Senator of the Congress of the Union for Sonora
- Incumbent
- Assumed office 8 November 2018 Serving with Lilly Téllez and Sylvana Beltrones Sánchez
- Preceded by: Alfonso Durazo

Personal details
- Born: 7 April 1955 (age 71) Cajeme, Sonora, Mexico
- Party: Morena
- Education: University of Arizona
- Occupation: Politician, businessman

= Arturo Bours Griffith =

Mexican politician and businessman

Arturo Bours Griffith (born 7 April 1955) is a Mexican politician and businessman, affiliated with the National Regeneration Movement party. He is a majority partner of the Bachoco company and director of the Megacable Comunicaciones company. Since November 2018, he has been a senator of the republic representing the state of Sonora.

== Trajectory ==
Arturo Bours Griffith was born on 7 April 1955 in Cajeme, Sonora. He received a bachelor's degree in business administration from the University of Arizona. Since 1994 he has been the majority partner of the Bachoco food company and since 2006 he has been the director of the cable television company Megacable Comunicaciones. He also has shares in the companies Taxis Aéreos del Noroeste and Centro de Servicios Empresariales del Norte.

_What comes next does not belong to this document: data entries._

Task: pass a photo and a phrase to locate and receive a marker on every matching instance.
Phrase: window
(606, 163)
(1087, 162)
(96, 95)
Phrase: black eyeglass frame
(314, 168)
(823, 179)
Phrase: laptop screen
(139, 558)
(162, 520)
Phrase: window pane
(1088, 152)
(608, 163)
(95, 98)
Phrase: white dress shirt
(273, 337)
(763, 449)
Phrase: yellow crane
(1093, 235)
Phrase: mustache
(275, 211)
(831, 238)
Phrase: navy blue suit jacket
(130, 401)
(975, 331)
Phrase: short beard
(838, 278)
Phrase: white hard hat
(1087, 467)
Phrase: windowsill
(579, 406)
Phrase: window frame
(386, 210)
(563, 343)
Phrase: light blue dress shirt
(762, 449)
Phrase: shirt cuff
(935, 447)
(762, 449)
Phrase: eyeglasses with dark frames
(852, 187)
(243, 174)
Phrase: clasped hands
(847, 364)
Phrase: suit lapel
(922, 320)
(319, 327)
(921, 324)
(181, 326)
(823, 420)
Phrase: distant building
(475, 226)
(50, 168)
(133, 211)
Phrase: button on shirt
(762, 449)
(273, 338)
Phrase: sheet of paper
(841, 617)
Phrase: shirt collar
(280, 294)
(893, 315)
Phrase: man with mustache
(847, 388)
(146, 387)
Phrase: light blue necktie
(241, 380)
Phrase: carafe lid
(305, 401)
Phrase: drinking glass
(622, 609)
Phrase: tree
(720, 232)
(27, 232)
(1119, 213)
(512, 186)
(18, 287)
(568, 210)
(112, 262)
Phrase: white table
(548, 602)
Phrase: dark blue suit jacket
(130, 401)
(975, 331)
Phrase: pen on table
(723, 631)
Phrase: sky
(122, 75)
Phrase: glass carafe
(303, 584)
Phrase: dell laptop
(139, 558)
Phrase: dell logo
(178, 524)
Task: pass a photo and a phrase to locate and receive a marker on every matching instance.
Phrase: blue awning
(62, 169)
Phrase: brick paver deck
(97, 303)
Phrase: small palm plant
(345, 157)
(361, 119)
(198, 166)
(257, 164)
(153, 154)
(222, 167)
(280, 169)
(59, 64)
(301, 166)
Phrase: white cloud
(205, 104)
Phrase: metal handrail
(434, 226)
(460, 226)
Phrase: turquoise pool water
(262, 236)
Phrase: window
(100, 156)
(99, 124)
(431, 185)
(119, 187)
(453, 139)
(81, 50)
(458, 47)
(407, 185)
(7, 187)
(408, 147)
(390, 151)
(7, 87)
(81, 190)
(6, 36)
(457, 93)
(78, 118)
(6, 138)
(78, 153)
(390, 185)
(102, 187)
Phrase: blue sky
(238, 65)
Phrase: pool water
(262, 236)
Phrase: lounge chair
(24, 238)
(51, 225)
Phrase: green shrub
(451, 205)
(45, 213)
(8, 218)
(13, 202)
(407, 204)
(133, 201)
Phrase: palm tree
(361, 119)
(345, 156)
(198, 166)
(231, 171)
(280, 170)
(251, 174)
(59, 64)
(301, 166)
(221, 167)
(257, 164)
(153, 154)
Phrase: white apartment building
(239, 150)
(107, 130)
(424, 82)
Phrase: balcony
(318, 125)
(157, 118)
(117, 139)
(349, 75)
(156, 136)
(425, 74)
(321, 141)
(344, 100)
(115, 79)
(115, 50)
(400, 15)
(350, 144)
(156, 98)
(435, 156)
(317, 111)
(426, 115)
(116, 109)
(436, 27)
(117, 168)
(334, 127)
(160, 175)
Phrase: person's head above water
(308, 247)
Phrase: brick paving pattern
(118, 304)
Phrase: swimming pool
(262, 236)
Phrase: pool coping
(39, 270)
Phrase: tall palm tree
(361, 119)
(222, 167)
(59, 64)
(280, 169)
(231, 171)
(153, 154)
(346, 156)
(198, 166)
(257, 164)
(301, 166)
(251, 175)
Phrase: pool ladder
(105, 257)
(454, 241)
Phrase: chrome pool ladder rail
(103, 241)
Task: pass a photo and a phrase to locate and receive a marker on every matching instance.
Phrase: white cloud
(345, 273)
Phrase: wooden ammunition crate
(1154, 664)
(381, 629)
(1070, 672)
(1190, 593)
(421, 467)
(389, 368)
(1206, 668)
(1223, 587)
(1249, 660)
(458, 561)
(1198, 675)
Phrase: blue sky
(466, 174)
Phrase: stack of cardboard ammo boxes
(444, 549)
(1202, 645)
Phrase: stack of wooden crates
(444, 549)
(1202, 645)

In the 2018 federal elections, he was nominated as a substitute for Morena Senatorial candidate Alfonso Durazo, representing the state of Sonora. They were elected by the second formula. Since 8 November 2018, he has been a senator of the republic, replacing Durazo in the LXIV and LXV Legislature of the Congress of the Union. Within the congress, he is secretary of the commission for urban development, territorial planning and housing.

== Controversies ==
Bours Griffith has been denounced by Roberto Rendón López, a former director of Bachoco, on the accusation of having committed criminal association, falsification of documents, fraud, false judicial statements, and provocation of a crime in his administration of the Bachoco and Megacable companies. Rendón López's complaint states that his identity was impersonated by Bours Griffith to carry out fraudulent procedures within the company, which he could not have carried out because at that time he was imprisoned for the crime of tax fraud.